As for the loss function implemtation, we pre-calculate the initial Hamiltonian (ham0) and compare it with the new estimated Hamiltonian, throughout the training process. Then the loss for the energy conservation, $L_{physics}$, is added to the loss for Hamilton’s equations, $L_{data}$:

def get_loss(model, x, y, ham0, mlg, hamiltonian_method, penalty_lamb):
    """Get loss."""
    predictions = model.forward(tf.Variable(tf.stack(x)))
    ham_new = get_hamiltonian(
        x=x, mlg=mlg, hamiltonian_method=hamiltonian_method, predictions=predictions
    )

    physics_embedded_penalty = tf.reduce_mean(tf.square(ham0 - ham_new))

    return (
        tf.reduce_mean(tf.square(predictions - tf.Variable(tf.stack(y))))
        + penalty_lamb * physics_embedded_penalty
    )


Performance of HNN

The goal is to predict the time-series of generalized coordinates and momenta for the out-of-sample test data3.

Here is sample data:

The hyperparameters4 are set differently for single and double pendulums.
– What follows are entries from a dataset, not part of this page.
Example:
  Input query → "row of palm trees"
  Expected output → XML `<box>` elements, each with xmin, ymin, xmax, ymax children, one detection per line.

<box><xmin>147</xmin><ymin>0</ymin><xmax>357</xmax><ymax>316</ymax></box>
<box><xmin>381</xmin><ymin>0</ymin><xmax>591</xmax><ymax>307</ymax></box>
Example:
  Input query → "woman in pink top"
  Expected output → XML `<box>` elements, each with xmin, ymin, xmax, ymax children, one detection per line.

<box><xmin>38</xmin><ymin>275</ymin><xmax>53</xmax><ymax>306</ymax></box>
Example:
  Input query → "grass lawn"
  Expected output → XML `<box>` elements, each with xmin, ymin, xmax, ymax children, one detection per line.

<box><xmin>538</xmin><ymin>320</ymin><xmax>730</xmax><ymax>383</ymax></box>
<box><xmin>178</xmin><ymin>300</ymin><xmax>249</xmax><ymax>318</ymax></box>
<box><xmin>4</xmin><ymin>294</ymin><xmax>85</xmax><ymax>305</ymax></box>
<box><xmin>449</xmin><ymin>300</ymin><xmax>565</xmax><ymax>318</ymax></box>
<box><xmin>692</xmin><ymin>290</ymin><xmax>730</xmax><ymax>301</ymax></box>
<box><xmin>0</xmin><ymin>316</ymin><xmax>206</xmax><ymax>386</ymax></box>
Hyperparameters Singe Pendulum Double Pendulum
Number of Hidden Layers 2 4
Number of Nodes in Hidden Layers 200 400
Learning Rate 0.002 0.00025
$\lambda$ 0.1 0.1

The out-of-sample performances are measured for the following three models:

Single Pendulum

Here are the results in the test dataset: time-series of $q, p$ and their errors. HNNs are much better than the base MLP.

Here are the errors in total energy (Note that y-axis is in log-scale). The energy-conservation is slightly better in hnn1, compared to hnn1.
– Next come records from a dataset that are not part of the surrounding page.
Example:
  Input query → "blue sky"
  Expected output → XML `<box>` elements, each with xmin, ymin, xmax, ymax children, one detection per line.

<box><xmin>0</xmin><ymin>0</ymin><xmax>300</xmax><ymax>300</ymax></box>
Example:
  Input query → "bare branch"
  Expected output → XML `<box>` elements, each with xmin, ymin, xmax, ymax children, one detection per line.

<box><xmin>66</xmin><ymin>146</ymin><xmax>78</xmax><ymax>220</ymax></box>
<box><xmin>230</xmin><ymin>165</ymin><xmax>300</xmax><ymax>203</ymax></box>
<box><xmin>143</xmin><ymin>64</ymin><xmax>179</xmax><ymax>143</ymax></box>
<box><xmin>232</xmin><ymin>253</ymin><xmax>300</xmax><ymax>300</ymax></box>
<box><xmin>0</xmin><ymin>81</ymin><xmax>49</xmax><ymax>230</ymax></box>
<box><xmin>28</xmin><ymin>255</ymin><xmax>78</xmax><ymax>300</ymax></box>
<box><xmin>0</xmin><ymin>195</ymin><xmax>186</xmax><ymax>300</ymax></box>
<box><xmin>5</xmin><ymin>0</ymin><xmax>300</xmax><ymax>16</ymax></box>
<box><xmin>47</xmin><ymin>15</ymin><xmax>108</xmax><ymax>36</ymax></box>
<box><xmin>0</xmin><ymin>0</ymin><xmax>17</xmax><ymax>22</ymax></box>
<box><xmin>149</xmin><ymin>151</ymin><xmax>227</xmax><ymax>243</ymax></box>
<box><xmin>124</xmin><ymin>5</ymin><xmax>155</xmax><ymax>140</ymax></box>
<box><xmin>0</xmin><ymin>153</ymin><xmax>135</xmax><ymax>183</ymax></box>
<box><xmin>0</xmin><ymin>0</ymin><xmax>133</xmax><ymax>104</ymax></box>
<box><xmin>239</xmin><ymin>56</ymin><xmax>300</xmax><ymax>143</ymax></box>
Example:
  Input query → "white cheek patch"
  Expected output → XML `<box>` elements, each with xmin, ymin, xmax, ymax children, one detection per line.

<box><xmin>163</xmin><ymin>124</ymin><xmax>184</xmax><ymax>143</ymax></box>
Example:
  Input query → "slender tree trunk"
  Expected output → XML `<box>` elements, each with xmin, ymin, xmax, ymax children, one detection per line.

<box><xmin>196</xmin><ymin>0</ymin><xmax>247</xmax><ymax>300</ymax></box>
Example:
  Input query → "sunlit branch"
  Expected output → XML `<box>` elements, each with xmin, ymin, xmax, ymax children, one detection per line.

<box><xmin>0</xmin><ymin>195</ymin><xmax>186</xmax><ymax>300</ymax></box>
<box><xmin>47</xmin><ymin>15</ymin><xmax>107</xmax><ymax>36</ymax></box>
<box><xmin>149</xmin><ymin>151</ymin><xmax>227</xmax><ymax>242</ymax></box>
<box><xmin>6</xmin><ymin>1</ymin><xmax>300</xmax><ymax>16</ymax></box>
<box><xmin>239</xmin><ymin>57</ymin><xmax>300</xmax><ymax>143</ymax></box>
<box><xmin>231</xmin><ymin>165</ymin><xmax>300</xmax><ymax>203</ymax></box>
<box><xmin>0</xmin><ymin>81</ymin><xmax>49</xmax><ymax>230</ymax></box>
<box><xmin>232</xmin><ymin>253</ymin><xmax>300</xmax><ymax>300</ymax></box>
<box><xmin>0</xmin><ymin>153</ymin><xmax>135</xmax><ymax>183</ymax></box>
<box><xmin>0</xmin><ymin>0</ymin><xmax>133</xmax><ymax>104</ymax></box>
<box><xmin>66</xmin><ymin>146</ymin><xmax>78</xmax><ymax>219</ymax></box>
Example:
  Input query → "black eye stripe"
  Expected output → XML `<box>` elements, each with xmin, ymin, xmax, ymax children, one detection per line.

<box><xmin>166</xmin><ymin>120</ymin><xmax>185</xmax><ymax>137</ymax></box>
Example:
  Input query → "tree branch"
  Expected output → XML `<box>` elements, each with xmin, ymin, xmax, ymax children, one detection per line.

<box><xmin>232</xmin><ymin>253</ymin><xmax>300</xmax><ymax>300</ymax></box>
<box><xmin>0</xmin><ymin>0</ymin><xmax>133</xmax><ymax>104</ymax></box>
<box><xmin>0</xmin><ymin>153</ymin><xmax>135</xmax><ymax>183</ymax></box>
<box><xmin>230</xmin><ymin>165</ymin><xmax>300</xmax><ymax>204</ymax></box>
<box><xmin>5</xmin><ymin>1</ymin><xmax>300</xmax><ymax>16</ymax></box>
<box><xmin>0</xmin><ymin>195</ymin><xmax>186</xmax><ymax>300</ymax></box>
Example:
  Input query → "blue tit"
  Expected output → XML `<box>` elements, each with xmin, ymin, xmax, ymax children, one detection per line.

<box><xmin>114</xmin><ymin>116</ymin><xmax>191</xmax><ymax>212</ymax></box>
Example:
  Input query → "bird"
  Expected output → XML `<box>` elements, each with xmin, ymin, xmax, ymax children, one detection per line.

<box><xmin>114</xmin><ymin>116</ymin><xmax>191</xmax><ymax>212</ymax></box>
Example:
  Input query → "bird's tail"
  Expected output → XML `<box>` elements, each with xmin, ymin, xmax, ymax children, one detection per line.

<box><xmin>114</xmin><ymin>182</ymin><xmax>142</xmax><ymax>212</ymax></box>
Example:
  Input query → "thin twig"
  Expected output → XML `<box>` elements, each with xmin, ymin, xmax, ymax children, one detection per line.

For the single pendulum, both hnn0 and hnn1 predict the time-series pretty well.

Double Pendulum

Here is the predicted and actual time-series of $q1,q2,p1,p2$. As expected, it is not as perfect as the single pendulum.

We observe that hnn1 definitely outperforms the others (hnn0 is not necessarily better than base). Recall that these plots are out-of-sample forecasts starting from time step = 1600, so the predictions become less accurate as the time step increases5.

Lastly, the impact of embedding physics on the performance (i.e., adding the energy conservation penalty $L_{physics}$) is demonstrated in the following energy error plot - it helps conserve the total energy of the forecasted system!

Summary

In this and previous posts, we took the case of pendulum systems and explored the possibility of neural networks approaches to predict the non-linear dynamics in the out-of-sample region. In particular, we focused on the idea of Hamiltonian Neural Networks (HNN). Hamilton’s equations of motions represent very generic relations in physical systems, so the neural networks discover the physics from data. Consequently, the HNN works quite well in predicting the complex dynamics of the double pendulum. We also confirmed that the embedded physics6 in the model boosts up the performance.

Although HNN is a powerful tool, there is a wrinkle in it - the Hamiltonian formalism requires that the coordinates of the system be “canonical”, but many systems do not necessarily satisfy that condition. This motivated researchers to devise alternatives such as Lagrangian Neural Networks, which enables the model to learn with arbitrary coordinates.



Codes: https://github.com/uriyeobi/hamiltonian_neural_networks

Notes

  1. Hamiltonian Mechanics - Wikipedia

  2. The generalized momenta is given by a partial derivative of the Lagrangian ($L = T - U$) with respect to \(\dot q\). 

  3. 4:1 ratio for train and test data split. 

  4. The hyperparameters were chosen from a grid search - number of nodes: [100, 200, 400], number of hidden layers: [2, 3, 4], learning rate: [0.0005, 0.001, 0.002], $\lambda$: [0.1, 0.05]. There could be improved performance from further fine tuning of hyperparameters, but that’s not the main scope of this work. 

  5. There could be several components for the errors. For their decomposition, see https://arxiv.org/pdf/2202.04836.pdf

  6. Physics-Informed Machine Learning (PIML) (or Physics-Informed Neural Networks (PINN)) is relatively new, but emerging very rapidly recently, in almost all applications (to name a few - fluid dynamics, power systems, climate, manufacturing, heat transfer, etc.)